L'histoire :
A 12 ans, sa mère lui a offert son premier livre de diététique… Depuis, elle connait la valeur calorique de la moindre cuillère à café de nourriture qu’elle ingurgite. Tout est sous contrôle… et elle pèse le même poids que lorsqu’elle avait 12 ans. Lui, sa mère lui trouve mauvaise mine. Elle s’étonne qu’il ne veuille même pas goûter de sa fameuse tarte Tatin. Et quand elle lui offre pour Noël un joli livre de recettes de cuisine, il aurait préféré qu’elle lui dise « je t’aime », tout simplement. Mais sa seule façon de le lui dire, c’est de cuisiner pendant des heures des petits plats… Elle se trouve définitivement grosse même avec son corps de 12 ans. Et quand elle ramène un mec dans son lit c’est juste pour qu’elle ait moins froid. Il utilise son corps pour se faire du bien. Elle s’en fout. C’est donnant, donnant. Il suffit juste, après, de bouloter n’importe quoi en grande quantité pour se faire vomir et se sentir bien. « Elle » et « Il » ne se connaissent pas. Ils vont chez le même psy sans le savoir. Quand ils se rencontrent, ils ne tardent pas à se trouver des points communs et avoir envie de se trouver un grand appartement pour tous les deux.
Ce qu'on en pense sur la planète BD :
Difficile d’aborder le douloureux sujet de l’anorexie mentale. Pas simple de forcer l’empathie sans dramatiser, au risque de provoquer l’effet contraire et tenir alors à distance, ceux qu’on voulait intéresser. Quelque soit la manière, en tous cas il est indéniablement nécessaire d’en parler. Et pour ce qui est de la manière, Hubert et Marie Caillou, qui connaissent bien leur sujet, ont choisi deux ados. Deux presqu’adultes, qui ne font pas le show et admettent leur rapport à l’alimentation tout aussi facilement qu’il nous effraie. Pour l’un, c’est un ogre à dompter.

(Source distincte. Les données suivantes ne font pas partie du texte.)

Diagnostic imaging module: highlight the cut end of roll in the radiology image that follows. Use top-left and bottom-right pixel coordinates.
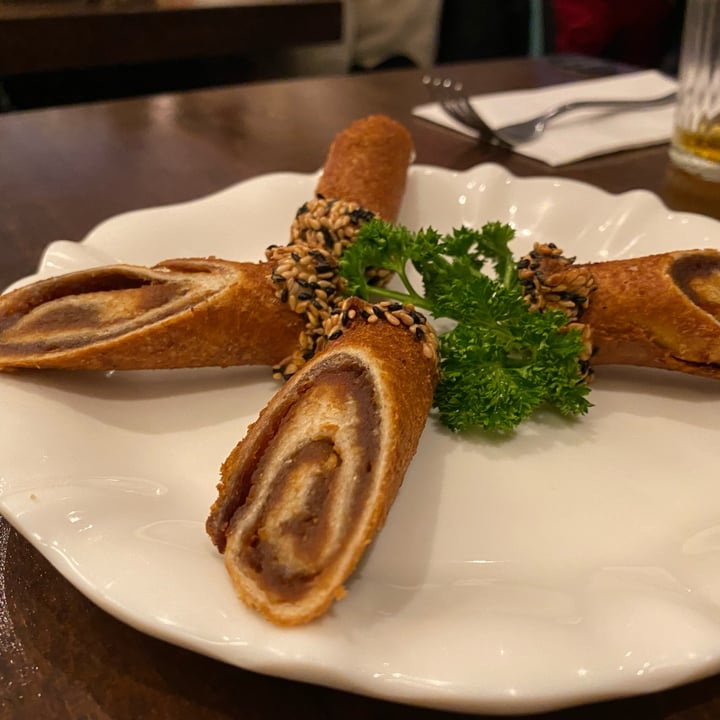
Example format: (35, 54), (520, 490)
(206, 299), (437, 625)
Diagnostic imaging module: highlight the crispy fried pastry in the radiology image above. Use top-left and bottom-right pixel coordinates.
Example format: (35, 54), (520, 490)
(316, 115), (413, 222)
(0, 116), (412, 377)
(0, 259), (302, 370)
(519, 245), (720, 379)
(206, 298), (437, 625)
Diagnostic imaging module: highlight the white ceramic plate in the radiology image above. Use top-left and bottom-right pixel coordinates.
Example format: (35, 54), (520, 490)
(0, 165), (720, 713)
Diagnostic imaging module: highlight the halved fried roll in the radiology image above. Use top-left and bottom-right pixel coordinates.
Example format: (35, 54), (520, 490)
(0, 116), (412, 377)
(520, 245), (720, 379)
(206, 298), (437, 625)
(0, 259), (303, 370)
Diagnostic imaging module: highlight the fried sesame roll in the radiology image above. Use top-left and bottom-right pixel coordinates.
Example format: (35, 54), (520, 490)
(0, 259), (303, 370)
(206, 298), (437, 625)
(519, 246), (720, 379)
(316, 115), (413, 222)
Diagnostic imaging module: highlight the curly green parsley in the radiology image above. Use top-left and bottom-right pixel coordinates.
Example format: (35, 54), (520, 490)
(340, 219), (590, 431)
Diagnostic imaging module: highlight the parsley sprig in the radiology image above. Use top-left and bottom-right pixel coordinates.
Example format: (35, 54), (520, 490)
(340, 219), (590, 431)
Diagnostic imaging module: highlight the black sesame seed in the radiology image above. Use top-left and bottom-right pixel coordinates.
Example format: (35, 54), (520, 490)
(320, 227), (335, 248)
(348, 208), (375, 225)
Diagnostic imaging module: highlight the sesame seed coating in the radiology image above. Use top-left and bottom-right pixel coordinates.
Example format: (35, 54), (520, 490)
(516, 243), (596, 380)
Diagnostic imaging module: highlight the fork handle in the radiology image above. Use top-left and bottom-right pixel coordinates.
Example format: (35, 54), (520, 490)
(543, 92), (677, 122)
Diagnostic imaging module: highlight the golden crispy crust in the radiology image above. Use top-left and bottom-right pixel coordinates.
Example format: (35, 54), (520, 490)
(0, 259), (303, 370)
(0, 116), (411, 375)
(316, 115), (413, 222)
(582, 250), (720, 378)
(206, 299), (437, 625)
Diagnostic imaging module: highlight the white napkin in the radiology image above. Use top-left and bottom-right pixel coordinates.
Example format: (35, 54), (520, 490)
(412, 70), (677, 166)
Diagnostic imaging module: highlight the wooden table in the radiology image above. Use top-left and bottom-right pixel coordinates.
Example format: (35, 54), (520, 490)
(0, 60), (720, 720)
(0, 0), (342, 77)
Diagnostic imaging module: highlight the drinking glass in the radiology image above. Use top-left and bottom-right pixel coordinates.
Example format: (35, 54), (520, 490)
(670, 0), (720, 182)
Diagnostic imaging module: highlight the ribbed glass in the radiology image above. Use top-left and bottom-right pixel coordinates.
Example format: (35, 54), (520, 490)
(670, 0), (720, 182)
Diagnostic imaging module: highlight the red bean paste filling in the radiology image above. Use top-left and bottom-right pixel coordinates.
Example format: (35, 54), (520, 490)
(232, 363), (379, 602)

Pour l’autre, un exercice de maitrise calorique de haute volée… « Il » et « elle » se rencontrent chez un psy, aiment leurs ressemblances et emménagent ensembles, uniquement liés par ce dégout, cette négation du corps, chevillés. L’association aura ses conséquences. Néfastes ou positives, voire l’inverse dans un entrelacs nous menant à une conclusion déroutante, dérangeante doucement onirique comme l’est d’ailleurs souvent le propos. Une approche qui, tout en donnant beaucoup de poésie (sombrissime) au récit, permet également d’appuyer sur l’existence d’une indéfectible scission entre corps et esprit chez les deux personnages. On comprend, au bout du compte, qu’en dehors d’un simple rapport alimentaire, c’est de la question de la nécessité d’une enveloppe charnelle dont il est question dans la maladie. Le sujet est difficile, troublant, dérangeant. Le graphisme est doux, élégant. Ses tons froids, ses visages fermés, nous laissent juste à bonne distance pour annihiler la violence du sujet, tout en nous empêchant de tourner la tête ou de fermer les yeux. Une drôle de rencontre avec cette maladie. Une nécessaire rencontre, en tous cas.